While my family don’t celebrate Christmas, we have an unofficial tradition of visiting my grandma along with the rest of my extended family. That couldn’t happen this year, but at this point, Christmas was just one of many occasions I haven’t been able to see her.
Which leads to one of my annoyances about the narrative of visiting your family over the Christmas period. Muslims, Jews, Hindus, and I am sure many other people of non-Christian faith were told by the government and the mass media not to mix households during the many religious celebrations that happened this year.
That isn’t to say I am blaming people for wanting a normal Christmas
Rishi Sunak became the poster child of a responsible Briton when he urged fellow Hindus to not to mix households during Diwali. So, it was incredibly frustrating to see that same government bending over backwards to let a ‘normal’ Christmas happen.
It felt incredibly alienating to me and a reminder that I am not equal to my fellow Britons because I am not a part of the Christian-majority. As much as we like to believe Britain is a multicultural nation with affection to all backgrounds, it seems to me that Britain is a Christian-first country.
That isn’t to say I am blaming people for wanting a normal Christmas.

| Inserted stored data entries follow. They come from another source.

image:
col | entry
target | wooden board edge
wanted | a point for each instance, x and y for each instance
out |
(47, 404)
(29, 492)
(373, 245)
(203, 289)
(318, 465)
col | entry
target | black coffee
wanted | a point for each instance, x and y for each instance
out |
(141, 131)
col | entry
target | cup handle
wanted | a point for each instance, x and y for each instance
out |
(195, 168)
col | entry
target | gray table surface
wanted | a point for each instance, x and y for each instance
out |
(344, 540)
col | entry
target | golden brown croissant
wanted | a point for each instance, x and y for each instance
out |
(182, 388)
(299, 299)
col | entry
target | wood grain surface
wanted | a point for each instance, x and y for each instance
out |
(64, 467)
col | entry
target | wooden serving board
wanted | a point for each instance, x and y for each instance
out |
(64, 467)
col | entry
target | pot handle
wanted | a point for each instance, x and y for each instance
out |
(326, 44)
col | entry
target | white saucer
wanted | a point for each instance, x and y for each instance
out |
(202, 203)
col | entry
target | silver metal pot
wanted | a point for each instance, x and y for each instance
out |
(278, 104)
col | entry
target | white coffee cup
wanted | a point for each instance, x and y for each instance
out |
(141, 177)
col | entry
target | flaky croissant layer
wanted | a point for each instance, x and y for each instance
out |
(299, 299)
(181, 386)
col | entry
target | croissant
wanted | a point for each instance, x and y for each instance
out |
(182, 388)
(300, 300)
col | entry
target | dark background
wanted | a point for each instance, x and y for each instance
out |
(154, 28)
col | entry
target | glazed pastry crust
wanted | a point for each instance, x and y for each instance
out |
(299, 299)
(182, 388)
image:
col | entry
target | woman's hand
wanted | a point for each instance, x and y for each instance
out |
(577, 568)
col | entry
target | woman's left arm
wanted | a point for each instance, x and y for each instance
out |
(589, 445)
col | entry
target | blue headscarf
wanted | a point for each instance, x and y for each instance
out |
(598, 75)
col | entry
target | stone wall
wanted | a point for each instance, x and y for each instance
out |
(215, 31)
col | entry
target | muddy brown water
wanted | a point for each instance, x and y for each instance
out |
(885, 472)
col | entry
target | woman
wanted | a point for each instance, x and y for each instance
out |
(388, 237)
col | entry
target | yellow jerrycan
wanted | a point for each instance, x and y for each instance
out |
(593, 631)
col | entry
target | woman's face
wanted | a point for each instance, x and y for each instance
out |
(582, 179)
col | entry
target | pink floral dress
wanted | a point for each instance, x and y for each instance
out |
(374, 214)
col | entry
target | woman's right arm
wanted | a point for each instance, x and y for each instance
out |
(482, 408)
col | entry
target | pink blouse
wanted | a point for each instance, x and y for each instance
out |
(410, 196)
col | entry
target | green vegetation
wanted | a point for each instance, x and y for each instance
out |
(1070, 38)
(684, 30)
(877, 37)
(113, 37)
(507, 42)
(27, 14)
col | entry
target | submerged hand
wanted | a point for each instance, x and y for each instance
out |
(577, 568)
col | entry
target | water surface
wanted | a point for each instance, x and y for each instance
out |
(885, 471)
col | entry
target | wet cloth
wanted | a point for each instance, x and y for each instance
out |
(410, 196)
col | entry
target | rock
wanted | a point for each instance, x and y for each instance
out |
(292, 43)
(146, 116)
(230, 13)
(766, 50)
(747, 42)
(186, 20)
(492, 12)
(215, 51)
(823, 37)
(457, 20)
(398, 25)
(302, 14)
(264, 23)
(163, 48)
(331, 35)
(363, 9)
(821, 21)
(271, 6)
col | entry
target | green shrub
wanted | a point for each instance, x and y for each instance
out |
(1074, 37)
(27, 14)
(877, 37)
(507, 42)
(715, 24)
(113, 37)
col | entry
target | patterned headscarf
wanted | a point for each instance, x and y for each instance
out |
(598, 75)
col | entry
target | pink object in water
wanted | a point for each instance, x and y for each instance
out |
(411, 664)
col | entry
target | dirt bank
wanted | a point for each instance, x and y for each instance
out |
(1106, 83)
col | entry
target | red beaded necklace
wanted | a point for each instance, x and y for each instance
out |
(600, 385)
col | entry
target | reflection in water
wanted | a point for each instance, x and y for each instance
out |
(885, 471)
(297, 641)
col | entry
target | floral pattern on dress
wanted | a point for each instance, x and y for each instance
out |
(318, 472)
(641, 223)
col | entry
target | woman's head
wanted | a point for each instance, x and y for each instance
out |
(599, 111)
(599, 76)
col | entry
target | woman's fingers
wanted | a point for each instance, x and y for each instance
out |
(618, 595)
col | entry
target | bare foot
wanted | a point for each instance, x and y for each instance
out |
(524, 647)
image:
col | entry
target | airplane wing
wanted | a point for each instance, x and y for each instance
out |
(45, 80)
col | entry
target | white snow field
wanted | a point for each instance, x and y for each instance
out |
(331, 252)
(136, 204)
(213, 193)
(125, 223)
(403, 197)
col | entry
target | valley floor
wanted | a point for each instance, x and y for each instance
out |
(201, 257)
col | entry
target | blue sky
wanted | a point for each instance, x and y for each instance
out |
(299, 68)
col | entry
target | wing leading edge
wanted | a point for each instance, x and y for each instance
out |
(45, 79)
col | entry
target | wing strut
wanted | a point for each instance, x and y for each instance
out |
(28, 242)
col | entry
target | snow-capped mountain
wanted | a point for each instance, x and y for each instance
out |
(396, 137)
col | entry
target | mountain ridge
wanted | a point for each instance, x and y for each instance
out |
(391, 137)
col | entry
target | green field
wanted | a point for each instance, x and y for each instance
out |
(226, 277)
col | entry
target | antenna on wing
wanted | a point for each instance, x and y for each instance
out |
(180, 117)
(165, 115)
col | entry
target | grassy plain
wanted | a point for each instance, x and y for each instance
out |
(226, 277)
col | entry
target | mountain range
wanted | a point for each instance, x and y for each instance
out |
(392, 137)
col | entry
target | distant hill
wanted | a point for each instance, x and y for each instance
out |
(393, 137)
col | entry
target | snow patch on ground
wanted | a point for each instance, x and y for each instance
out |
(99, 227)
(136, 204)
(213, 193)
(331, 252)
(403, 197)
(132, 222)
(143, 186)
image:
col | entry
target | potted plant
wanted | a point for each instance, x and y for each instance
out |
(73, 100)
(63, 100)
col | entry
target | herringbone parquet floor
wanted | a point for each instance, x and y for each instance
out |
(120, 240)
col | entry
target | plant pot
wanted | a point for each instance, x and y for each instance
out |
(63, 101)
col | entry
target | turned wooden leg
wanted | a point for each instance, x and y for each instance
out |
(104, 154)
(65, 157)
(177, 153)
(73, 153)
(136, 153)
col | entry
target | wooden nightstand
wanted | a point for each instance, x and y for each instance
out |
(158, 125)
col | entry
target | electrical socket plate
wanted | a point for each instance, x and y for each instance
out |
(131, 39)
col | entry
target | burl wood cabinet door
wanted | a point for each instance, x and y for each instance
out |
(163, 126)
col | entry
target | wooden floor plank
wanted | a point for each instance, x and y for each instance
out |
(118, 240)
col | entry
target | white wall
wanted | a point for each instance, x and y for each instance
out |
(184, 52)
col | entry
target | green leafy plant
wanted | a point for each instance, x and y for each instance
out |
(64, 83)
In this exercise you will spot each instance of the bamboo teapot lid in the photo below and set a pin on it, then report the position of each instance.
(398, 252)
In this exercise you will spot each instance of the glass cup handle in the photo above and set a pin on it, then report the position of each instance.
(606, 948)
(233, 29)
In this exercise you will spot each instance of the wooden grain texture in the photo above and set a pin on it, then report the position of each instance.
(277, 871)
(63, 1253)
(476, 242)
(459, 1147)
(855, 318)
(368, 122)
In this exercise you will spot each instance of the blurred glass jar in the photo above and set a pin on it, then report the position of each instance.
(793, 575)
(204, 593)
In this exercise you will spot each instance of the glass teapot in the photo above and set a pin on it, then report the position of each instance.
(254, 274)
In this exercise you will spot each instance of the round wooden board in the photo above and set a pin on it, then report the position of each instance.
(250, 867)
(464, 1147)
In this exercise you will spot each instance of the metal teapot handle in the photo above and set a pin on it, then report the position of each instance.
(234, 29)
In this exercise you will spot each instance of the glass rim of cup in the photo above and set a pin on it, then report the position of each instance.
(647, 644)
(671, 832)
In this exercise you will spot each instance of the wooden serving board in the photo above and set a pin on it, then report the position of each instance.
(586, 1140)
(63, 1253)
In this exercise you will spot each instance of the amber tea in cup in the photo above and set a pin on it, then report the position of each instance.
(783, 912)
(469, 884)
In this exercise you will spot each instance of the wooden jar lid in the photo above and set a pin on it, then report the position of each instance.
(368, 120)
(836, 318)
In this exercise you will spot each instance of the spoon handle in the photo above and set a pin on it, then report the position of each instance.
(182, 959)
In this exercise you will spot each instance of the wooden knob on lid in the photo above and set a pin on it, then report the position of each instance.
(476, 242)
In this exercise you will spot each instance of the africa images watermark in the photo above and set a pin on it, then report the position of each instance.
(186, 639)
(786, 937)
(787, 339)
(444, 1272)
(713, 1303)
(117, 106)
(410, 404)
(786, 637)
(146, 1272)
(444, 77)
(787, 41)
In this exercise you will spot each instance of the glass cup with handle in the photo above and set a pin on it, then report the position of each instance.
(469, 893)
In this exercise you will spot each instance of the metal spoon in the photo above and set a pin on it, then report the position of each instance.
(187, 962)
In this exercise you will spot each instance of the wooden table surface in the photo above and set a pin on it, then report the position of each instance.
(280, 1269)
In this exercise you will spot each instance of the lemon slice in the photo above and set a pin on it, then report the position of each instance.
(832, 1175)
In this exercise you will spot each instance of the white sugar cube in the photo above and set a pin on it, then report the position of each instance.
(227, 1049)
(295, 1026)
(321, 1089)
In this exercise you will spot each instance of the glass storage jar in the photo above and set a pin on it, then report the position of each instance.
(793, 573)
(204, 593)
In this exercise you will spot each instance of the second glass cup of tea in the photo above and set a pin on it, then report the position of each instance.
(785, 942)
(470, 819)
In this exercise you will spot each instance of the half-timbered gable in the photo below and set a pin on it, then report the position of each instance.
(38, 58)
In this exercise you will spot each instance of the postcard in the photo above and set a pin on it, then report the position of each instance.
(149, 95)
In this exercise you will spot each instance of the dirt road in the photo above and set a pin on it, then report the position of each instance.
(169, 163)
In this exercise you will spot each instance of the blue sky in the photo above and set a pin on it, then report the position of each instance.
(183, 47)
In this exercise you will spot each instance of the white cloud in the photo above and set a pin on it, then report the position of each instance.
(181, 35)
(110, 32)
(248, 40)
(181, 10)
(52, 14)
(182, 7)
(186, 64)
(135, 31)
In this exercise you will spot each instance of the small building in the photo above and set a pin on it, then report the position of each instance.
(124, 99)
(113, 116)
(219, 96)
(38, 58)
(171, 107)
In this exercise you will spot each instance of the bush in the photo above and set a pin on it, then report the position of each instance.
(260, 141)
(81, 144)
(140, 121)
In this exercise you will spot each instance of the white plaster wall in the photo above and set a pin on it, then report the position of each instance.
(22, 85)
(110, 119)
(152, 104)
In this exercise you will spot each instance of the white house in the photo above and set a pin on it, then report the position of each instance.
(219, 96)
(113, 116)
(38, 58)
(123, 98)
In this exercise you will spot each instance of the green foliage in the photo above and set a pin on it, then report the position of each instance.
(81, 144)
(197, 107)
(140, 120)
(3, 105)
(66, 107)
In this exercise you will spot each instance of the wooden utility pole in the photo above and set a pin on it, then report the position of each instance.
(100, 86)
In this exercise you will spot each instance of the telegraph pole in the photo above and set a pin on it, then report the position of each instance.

People have every right to see their loved ones in what for many really is the most wonderful time of the year. When tier four restrictions were placed last minute by the UK government, it was heart-breaking to so many who were hoping for some relief in the most awful of years. I know friends who had visited family in lower-tier areas from higher tier areas in spite of the law, and I don’t blame them.
I don’t think it’s right that condemn others for their choices
There has been a lot of judgement flying around over people’s decisions with respect to household mixing, because what else do people in Britain do but passively judge others? Yet, ultimately it is a very personal choice. So long as the other household is aware of the risks, and with mass testing now available you also get yourself tested, I don’t see why it’s anyone else’s business.
Now of course there are sensible arguments about why those people are irresponsible. The NHS is becoming increasingly strained over the winter months, and we all have a duty to protect the one universally cherished institution of this country.
Getting more people, especially the most vulnerable, unnecessarily sick will only make it worse in a year that we collectively clapped for NHS workers. There are also some 2.2 million people who have been shielding since March, many of whom have been living in isolation. In other words, is it fair that young, healthy people are being irresponsible while others are paying for it with their lives? That’s a moral judgement each and every one of us has to make, but I don’t think it’s right that condemn others for their choices.